We can and must do better.
Which of these describes gender diversity in our industry?
- We have made great strides towards having gender diversity 22.00% 22.00%
- We have done well increasing gender diversity 29.67% 29.67%
- The industry can do better towards achieving gender diversity 44.33% 44.33%
- We have done a terrible job at increasing gender diversity 4.00% 4.00%
Interestingly, those surveyed put their own venue company, in terms of diversity and inclusivity, ahead of the overall industry. Fully 42% said their company is diverse with only 31.4% saying their company “can do better” followed by 20.8% who say they are “somewhat diverse” and only 3.3% who say we are not diverse. Overall 67% believe the live entertainment industry has made significant positive progress in terms of diversity and inclusivity in the past five years” and 33% disagree with that statement.
In terms of the social unrest currently affecting our society, 58.8% are “concerned” that it may impact live events while 41.2% are not worried. In a highly fraught and unnecessarily divided election year, the unrest may very well increase, something that could exacerbate a return. About 32% said the lack of live shows and sporting events, where so much social gathering transpires, contributed to social unrest, data that underscores the importance of the live sector returning.
How do you think your own company stacks up in terms of inclusivity and diversity?
- We are inclusive and diverse 42.05% 42.05%
- We are somewhat inclusive and diverse 20.86% 20.86%
- We can do better in being inclusive and diverse 31.46% 31.46%
- We are not diverse or inclusive 3.31% 3.31%
- Not applicable 2.32% 2.32%
Finally, there is a general ambivalence toward one of the mainstays of the pandemic-era: Livestreaming.

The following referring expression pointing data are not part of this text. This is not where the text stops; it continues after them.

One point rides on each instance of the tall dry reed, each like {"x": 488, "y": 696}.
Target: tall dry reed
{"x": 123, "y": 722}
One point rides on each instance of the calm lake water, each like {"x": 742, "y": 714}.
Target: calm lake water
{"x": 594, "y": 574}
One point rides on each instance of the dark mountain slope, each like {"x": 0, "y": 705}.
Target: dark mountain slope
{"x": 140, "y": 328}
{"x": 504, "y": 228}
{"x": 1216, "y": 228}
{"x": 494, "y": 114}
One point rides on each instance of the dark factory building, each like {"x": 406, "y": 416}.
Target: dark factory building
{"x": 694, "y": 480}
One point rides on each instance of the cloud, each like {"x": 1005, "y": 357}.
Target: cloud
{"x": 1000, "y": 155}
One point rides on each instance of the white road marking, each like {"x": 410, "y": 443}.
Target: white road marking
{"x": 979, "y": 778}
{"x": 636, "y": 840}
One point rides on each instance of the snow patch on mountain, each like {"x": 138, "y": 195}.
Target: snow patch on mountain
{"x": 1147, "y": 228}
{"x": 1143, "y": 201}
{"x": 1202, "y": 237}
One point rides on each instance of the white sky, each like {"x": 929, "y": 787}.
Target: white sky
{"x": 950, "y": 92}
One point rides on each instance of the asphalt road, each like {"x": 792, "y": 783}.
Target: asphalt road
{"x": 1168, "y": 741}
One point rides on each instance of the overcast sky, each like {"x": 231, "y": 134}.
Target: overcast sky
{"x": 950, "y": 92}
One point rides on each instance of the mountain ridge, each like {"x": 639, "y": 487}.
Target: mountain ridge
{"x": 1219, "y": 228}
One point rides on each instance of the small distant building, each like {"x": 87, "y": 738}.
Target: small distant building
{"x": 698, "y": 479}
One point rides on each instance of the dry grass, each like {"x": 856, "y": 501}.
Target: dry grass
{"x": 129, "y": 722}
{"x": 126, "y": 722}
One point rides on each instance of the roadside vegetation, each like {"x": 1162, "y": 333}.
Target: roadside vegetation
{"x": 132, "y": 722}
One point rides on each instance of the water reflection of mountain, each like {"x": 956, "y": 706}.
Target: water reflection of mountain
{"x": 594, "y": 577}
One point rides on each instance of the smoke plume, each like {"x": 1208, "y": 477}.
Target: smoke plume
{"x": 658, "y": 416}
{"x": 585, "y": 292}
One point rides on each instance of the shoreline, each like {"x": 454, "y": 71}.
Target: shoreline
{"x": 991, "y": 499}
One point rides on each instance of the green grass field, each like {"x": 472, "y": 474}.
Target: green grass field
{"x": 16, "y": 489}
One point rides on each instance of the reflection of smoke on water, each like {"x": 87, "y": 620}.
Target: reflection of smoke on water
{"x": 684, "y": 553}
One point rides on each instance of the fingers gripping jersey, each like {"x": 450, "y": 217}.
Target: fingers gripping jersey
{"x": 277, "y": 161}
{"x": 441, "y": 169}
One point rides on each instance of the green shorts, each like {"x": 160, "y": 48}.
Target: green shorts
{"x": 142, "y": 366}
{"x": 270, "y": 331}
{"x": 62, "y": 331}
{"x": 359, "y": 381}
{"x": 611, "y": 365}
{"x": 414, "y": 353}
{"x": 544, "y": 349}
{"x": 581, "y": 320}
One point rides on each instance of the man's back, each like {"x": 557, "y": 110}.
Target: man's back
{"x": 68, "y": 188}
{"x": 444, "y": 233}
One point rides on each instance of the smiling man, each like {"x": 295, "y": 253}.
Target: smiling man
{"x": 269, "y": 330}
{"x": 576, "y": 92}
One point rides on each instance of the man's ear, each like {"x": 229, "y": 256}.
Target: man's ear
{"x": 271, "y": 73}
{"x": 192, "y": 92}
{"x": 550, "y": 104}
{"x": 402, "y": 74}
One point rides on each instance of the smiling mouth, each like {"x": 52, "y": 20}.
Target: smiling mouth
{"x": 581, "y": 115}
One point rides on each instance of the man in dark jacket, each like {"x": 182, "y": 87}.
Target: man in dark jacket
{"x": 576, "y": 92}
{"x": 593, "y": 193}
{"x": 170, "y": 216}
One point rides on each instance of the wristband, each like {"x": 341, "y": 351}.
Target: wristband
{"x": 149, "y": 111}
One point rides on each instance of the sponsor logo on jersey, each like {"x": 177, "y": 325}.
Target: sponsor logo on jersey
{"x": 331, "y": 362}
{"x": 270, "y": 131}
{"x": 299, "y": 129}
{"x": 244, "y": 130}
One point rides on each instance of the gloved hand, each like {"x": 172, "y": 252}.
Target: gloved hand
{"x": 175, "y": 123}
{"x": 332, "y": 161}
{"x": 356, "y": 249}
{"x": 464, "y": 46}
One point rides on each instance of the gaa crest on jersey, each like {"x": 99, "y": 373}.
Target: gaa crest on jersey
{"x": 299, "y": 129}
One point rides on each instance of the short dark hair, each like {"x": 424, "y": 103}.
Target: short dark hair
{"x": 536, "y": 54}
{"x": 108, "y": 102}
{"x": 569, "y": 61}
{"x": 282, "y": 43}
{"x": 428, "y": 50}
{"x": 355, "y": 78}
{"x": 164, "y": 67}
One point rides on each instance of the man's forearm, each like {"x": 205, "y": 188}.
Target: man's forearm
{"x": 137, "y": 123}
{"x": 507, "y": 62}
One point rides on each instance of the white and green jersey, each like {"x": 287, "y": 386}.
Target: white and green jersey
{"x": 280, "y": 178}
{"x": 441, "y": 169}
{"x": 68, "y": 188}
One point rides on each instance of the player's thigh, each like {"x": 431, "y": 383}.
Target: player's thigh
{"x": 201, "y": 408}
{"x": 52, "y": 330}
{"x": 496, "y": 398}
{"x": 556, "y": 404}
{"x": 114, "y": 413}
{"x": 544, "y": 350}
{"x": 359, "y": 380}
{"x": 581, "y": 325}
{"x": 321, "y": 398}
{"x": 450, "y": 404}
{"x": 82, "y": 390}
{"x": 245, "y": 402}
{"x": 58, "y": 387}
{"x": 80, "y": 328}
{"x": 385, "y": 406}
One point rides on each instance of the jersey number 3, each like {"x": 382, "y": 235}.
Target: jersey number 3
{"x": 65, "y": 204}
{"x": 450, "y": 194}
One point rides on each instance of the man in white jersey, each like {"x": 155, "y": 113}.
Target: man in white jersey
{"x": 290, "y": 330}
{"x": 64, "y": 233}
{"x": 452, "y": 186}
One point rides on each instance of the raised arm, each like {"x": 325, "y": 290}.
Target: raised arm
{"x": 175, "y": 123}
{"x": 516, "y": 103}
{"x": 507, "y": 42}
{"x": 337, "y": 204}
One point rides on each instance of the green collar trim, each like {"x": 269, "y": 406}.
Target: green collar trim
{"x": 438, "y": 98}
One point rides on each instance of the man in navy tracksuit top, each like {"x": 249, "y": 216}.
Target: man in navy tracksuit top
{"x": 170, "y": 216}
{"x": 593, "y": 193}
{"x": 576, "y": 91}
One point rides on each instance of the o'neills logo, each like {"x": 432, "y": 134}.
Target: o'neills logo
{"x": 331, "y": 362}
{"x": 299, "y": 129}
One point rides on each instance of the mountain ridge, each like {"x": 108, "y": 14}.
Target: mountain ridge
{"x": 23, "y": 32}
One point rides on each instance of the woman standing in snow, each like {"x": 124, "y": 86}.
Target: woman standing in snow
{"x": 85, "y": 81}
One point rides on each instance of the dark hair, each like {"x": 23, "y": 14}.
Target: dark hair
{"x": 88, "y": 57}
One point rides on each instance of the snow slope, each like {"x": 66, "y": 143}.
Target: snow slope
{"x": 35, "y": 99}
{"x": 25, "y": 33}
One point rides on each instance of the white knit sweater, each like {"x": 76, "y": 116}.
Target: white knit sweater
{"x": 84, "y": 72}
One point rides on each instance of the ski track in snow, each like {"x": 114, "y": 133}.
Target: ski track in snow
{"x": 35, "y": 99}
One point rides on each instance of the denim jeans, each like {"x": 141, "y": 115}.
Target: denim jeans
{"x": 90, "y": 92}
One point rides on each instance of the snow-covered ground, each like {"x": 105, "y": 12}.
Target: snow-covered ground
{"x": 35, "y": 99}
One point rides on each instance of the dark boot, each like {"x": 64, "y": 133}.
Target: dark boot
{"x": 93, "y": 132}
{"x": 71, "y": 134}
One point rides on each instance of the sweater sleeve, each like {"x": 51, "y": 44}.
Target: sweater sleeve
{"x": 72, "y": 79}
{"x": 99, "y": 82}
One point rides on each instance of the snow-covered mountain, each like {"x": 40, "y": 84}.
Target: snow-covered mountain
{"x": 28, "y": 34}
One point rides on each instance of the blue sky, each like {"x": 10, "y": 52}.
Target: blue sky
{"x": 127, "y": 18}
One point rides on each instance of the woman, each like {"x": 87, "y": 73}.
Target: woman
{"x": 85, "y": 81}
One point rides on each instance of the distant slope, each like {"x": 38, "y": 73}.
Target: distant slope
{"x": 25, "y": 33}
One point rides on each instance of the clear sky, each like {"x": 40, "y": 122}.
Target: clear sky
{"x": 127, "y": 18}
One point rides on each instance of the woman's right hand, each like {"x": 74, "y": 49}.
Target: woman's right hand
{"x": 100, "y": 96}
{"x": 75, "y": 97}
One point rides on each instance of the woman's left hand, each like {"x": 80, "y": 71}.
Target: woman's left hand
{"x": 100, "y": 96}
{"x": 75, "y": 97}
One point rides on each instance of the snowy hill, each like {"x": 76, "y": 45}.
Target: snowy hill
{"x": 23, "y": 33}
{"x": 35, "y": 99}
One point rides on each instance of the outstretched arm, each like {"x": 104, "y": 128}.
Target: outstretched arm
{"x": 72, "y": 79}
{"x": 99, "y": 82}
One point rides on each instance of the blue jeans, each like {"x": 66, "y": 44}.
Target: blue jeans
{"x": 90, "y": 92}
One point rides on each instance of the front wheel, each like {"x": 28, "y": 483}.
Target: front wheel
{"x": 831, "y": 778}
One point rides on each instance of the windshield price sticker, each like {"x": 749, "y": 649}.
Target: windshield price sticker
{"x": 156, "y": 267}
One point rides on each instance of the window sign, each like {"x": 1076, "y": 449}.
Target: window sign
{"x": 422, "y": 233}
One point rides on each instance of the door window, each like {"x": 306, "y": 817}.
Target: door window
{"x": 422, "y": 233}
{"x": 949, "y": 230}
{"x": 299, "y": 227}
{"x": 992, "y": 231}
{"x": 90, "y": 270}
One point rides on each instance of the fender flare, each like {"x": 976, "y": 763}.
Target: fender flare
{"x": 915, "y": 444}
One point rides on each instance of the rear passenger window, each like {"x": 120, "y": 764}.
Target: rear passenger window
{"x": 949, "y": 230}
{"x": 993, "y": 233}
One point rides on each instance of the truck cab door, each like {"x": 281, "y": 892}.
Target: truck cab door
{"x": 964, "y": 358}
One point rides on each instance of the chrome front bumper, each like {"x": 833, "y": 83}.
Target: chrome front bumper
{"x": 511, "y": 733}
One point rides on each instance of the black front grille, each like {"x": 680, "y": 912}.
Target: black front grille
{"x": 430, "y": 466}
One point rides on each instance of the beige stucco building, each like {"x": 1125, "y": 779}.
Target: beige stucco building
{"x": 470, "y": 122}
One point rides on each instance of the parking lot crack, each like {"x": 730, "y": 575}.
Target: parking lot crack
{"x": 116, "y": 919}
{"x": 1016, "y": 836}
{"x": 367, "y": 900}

Only 4% believe streaming shows will “continue to be a major way fans consume live music after shows return,” while 51% think it “won’t be a major factor.” The second highest respondents, 45% percent believe the industry will return with hybrid of live and livestreamed events.
What are your thoughts on streaming concerts?
- They were a nice diversion during the shutdown but won’t be a major factor once live shows return 50.99% 50.99%
- I believe that we’ll see a hybrid of streaming and in-person experiences for fans 45.03% 45.03%
- I believe streaming shows will continue to be a major way fans consume live music even after in-person shows return 3.97% 3.97%
As immensely challenging as this year is, there is much to be encouraged by in our 2020 State of the Industry Survey: The business sees paths to its return; the industry is ready and able to get back to work if and when safety measures are implemented; there is willingness to share added financial burdens; financial hardships are being mitigated; our industry is actively engaged in fighting for assistance; and the business is aware of the lack of diversity and how it is holding our business back and working to make changes.
Perhaps the most trenchant comment from the survey came in response to the question, “What are your biggest concerns about the future of live entertainment?” One respondent succinctly noted that, “Life is sad without us.” Indeed, but by all indications that is changing even as you read this.